Dissecting the 1% Prediction 

BoSacks isn’t one to hold back. So his recent comments on the print side of the magazine business are making some waves.

In a recent newsletter, BoSacks cites in particular the “charmingly enthusiastic” information in two specific articles – one from Samir “Mr. Magazine” Husni on August launch numbers; the other from MediaPost reporting on solid print magazine readership numbers.

“The bottom line here is what we do with the information we get and how it applies to our everyday job as publishers,” he notes.


“Like most of the industry I have been tracking Mary Meeker’s Time Spent with Media Chart. It has shown how much time the public spends with all types of media. When I started to track it in 2007 time spent with print was 9%. Print now receives about 4% of all time that is spent with media,” he continues.

Then he drops the bomb.

“I think that in the next few years print will go as low as 1% and hover there for quite some time. That doesn’t mean the end of print nor the end of magazines which will still be valued in the billions, but it will be a far cry from the 37 billion dollar revenues we had in 2007.”

One percent? That’s a wildly pessimistic number. We don’t see it happening, for a number of reasons.

“Try to tell this to the editor of People magazine or the CEO of Topix Media Labs,” Samir Husni replied when we asked his thoughts on Bo’s prediction. “In the case of the latter all his money is coming from print and from the newsstands to be more specific.”

Let’s think about the numbers for a minute. The pie – the total amount of media produced and published — is growing. So that 9% of time spent back in 2007 doesn’t really compare minute for minute to the 4% spent today. Yes, it’s a smaller slice … but it’s a much larger pie to carve.

Secondly, Husni notes something interesting about the Mequoda numbers cited in the MediaPost piece: “As for the study did you notice that almost 60% of those who said they read a digital something did not pay for it? If advertisers are leaving or being blocked, where is the money coming from?” Husni asks.

As consumers grow increasingly fed up with ad bloat and other digital advertising nonsense, they are going to be less in love with high cost of all that free digital content. The rapid growth in digital ad blocking proves this out, and advertisers are scrambling to figure out how to work around this.

Meanwhile, for those who claim that print ads are over-indexed, one GFK cross-media study last year showed that print continues to have the highest ROI of all media, at 120%. Advertisers know this, and buy accordingly — print ad revenues rebounded in 2013 according to MPA stats.

Finally, study after study shows that consumers prefer print over digital for pleasure and educational reading. Print remains the dominant medium for magazines. Digital is making gains and publishers are leveraging that channel to help offset print sale dips. Still, some brands are absolutely making a go sans digital – Monocle for one continues to knock it out of the park, with a pull-no-punches understanding that digital is not going to be their savior.

This is not to say that print publishing is a cake walk. Indeed, the industry has changed, radically. The business of print magazines is not for the faint-hearted.

“Things are indeed changing, but the change is going to be like the fire that refines the gold,” Husni continues. “We are going to have better gold in the future.” And better gold will bring better engagement, and an increase in time spent with print.

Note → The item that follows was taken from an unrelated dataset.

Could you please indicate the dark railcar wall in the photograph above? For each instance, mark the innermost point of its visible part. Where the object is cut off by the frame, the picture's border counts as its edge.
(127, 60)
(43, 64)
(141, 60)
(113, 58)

One thing we absolutely do agree on is the potential in high quality, tightly focused niche titles. And with increasing pressure from other forms of media, printed magazines better be “damned good,” as BoSacks says. “In fact, they will have to be excellent to survive.”

“The print magazine herd will continue to be culled until what is left will be of great value to both the publishers that are still left standing and to the advertisers who want to reach that kind of specific reader, the reader of printed magazines,” he predicts.

We agree, and it’s one of the main reasons that we remain oh so charmingly optimistic that his dire 1% prediction will be proven wrong.